3 de diciembre de 2014

El lejano norte


Lo bueno de estar en un país semi salvaje es que uno siente que está descubriéndolo por su cuenta. Es tan diferente de viajar por Europa, por ejemplo, donde cada uno va por la huella que dejaron cientos de turistas antes… hasta puede suceder que te encuentres con la misma gente en los mismos lugares. Nos pasó en la Luna de Miel: veíamos a los mismos en cada lugar que visitábamos. Ahora, todos a la playa roja, ahora a la playa negra, esta noche cena en el barrio de Plaka… como si fuéramos en un gran tour llamado “la primera quincena de septiembre en Grecia”. Eso tiene su lado positivo porque hace que viajar sea fácil, placentero. Uno sabe lo que vio y lo que le falta visitar, puede calcular tiempos, excursiones, diseñar el viaje a gusto de cada viajero.
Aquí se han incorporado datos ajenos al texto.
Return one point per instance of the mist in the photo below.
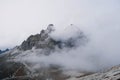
(98, 52)
(99, 20)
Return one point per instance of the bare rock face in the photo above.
(11, 69)
(41, 40)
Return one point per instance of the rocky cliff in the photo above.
(17, 63)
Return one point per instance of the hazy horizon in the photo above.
(21, 18)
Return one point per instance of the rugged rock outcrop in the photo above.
(3, 51)
(13, 64)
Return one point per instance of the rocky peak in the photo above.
(41, 40)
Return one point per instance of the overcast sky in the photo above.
(21, 18)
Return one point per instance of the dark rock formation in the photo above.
(41, 40)
(3, 51)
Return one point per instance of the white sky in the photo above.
(21, 18)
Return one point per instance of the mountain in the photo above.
(3, 51)
(32, 60)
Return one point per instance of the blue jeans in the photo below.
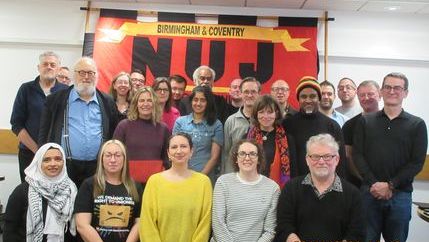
(387, 217)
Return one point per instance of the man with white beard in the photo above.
(28, 106)
(79, 118)
(320, 206)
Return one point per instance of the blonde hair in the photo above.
(133, 112)
(100, 177)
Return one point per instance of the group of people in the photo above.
(145, 159)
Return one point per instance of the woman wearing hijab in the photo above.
(40, 208)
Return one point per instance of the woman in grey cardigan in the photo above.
(245, 202)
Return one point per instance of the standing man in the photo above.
(368, 93)
(79, 118)
(320, 206)
(309, 122)
(280, 91)
(64, 75)
(237, 125)
(347, 94)
(28, 106)
(389, 150)
(328, 97)
(137, 79)
(235, 97)
(178, 87)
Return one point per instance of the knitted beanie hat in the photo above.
(311, 82)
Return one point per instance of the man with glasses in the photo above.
(64, 75)
(237, 125)
(320, 206)
(178, 88)
(368, 93)
(389, 150)
(347, 93)
(280, 91)
(137, 79)
(309, 121)
(79, 118)
(28, 106)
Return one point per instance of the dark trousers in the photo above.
(25, 156)
(79, 170)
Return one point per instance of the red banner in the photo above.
(233, 51)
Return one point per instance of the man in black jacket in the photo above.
(79, 118)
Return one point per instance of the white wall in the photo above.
(361, 46)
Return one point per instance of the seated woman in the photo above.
(279, 148)
(163, 89)
(120, 90)
(144, 135)
(245, 202)
(40, 208)
(108, 204)
(177, 202)
(206, 131)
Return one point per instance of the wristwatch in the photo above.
(391, 186)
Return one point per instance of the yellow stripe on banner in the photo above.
(8, 142)
(189, 88)
(205, 31)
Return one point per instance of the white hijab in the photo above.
(59, 191)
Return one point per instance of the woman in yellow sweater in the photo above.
(177, 202)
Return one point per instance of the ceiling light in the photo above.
(392, 8)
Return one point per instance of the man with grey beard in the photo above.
(28, 107)
(79, 118)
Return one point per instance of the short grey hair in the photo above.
(49, 53)
(369, 83)
(323, 139)
(196, 74)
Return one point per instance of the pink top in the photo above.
(170, 117)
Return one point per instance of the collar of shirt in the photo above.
(74, 95)
(336, 185)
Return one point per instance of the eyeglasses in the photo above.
(279, 89)
(51, 64)
(394, 88)
(364, 95)
(325, 157)
(346, 87)
(243, 154)
(305, 96)
(205, 78)
(63, 77)
(161, 89)
(84, 73)
(112, 155)
(137, 80)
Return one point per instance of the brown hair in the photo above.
(234, 154)
(266, 101)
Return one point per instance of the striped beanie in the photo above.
(311, 82)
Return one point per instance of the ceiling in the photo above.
(394, 6)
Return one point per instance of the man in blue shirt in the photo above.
(28, 105)
(80, 118)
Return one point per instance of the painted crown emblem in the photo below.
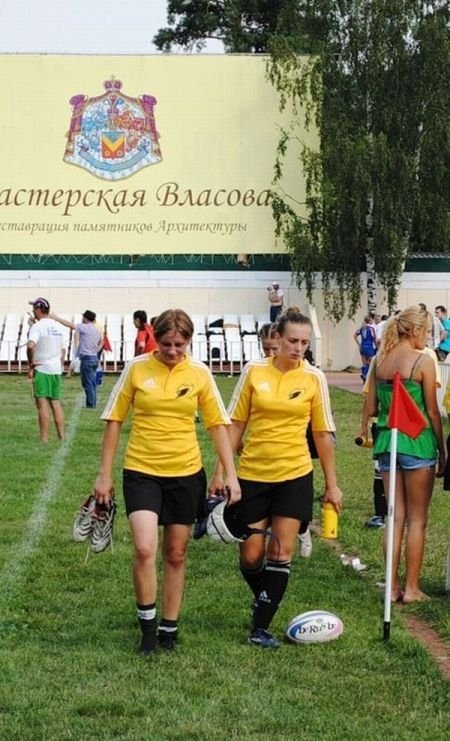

Nueva Zelanda es diferente. Tiene sus propios tiempos que no son los de un turista apurado precisamente. Por decir algo a modo de ejemplo, las distancias que indica el mapa son muy diferentes en la vida real. Esos magníficos 300 kilómetros por el bosque que marcaba el Google Maps y que pensábamos recorrer en un par de horas, se convierten rápidamente en una carretera poco confortable (en parte, debido a las proporciones de preparado y piedra que usaron para construirla, le debo esta información a mis 5 horas en el auto con 3 ingenieros civiles) de un carril y medio de ancho (contando los dos sentidos) que zigzaguea por el bosque, provocando mareos a embarazados y no embarazados por igual.